The Minister indicates that the stocks of these two species have been in considerable decline for several years, i.e. 2004 for winter flounder and 2009 for yellowtail flounder.

There is no indication according to the biologists of the ministry that the population of these two species is in the process of recovering. Fisheries and Oceans adds that it is thus complying with the new Fisheries Act, which aims to limit commercial fishing removals when stock growth is threatened.

Eight fishers and just over a dozen employees lost their livelihood.

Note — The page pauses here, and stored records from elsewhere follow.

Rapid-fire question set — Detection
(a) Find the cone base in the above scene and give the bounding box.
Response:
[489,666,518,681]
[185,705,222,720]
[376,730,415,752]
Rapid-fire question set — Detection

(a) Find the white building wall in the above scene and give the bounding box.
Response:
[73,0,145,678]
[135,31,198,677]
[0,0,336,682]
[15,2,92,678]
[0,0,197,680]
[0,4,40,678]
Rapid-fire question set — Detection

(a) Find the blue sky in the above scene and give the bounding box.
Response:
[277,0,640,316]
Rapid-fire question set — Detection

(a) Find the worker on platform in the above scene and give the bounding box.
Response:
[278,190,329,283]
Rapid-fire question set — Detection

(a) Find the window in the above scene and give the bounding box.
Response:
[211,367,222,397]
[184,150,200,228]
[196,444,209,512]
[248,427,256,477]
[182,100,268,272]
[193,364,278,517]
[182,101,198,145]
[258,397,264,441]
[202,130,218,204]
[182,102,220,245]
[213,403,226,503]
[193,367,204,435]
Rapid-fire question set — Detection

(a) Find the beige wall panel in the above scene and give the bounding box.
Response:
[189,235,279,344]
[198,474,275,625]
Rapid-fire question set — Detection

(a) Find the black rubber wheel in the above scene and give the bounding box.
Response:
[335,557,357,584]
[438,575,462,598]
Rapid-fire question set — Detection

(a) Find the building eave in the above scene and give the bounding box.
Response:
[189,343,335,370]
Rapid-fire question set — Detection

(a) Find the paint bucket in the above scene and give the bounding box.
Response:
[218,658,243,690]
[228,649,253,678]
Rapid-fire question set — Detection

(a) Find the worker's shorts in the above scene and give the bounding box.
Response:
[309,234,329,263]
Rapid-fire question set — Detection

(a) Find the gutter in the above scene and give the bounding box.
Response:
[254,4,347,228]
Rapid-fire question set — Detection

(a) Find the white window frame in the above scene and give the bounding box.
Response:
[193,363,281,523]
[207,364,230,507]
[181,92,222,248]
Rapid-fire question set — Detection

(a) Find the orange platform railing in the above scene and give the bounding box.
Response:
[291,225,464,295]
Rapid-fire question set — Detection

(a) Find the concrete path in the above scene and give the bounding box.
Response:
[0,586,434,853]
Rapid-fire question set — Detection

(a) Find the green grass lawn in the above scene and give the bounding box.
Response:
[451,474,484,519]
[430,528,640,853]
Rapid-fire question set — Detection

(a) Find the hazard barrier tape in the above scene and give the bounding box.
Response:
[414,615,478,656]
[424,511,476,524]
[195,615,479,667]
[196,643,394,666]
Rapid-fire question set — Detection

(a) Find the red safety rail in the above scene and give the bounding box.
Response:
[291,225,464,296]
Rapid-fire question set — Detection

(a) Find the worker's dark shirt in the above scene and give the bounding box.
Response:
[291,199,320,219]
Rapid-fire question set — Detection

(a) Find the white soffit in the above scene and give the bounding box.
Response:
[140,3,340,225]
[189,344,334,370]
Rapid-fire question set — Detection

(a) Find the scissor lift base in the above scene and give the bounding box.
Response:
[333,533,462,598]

Bait fishing provides the bulk of their income. Most only hold this license. Some have just acquired it.

The department has no plans to pay financial compensation, says the director of the Îles-de-la-Madeleine area office of Pêches and Oceans Canada, Cédric Arseneau.

The ministry has no plans to pay financial compensation to fishermen who will be without income. (File photo)

The priority, he says, will be stock recovery. That is to say, we will have to think, with science and management, about how these stocks can recover and how we can eventually reopen a fishery.

The moratorium could extend beyond 2023, but Cédric Arseneau is optimistic and hopes that the cessation of fishing will bring results in the short term. It always takes a few years for the stock to recover. What is interesting in the context of flounder and plaice is that the stock trajectory in recent years has been quite encouraging.

The president of the Island Bait Fishermen's Association, Jean-Bernard Bourgeois, deplores the lack of solutions on the part of Minister Joyce Murray. We find that this is a considerable lack of understanding of the fisheries sector on the part of the Minister.

Mr. Bourgeois recalls that the fishermen want above all to return to sea, as quickly as possible. He believes that the bait fishery is subject to decisions that were subsequently taken by the department, when the fishery had been open to all lobster boats from 2009 to 2012.

These fishermen therefore suffer the same fate as the pelagic fishermen of the Gaspé Peninsula. The latter remained docked last year when Ottawa imposed a moratorium on the spring herring and mackerel fishery two days before the opening of the season.

The small-scale flounder and plaice fishery, whose landed value is just over $2 million, was essentially used to supply the Madelinot lobster fishermen with fresh bait. The Bait Fishermen's Association says it served nearly half of the lobster fleet. They will therefore have to find other sources of supply.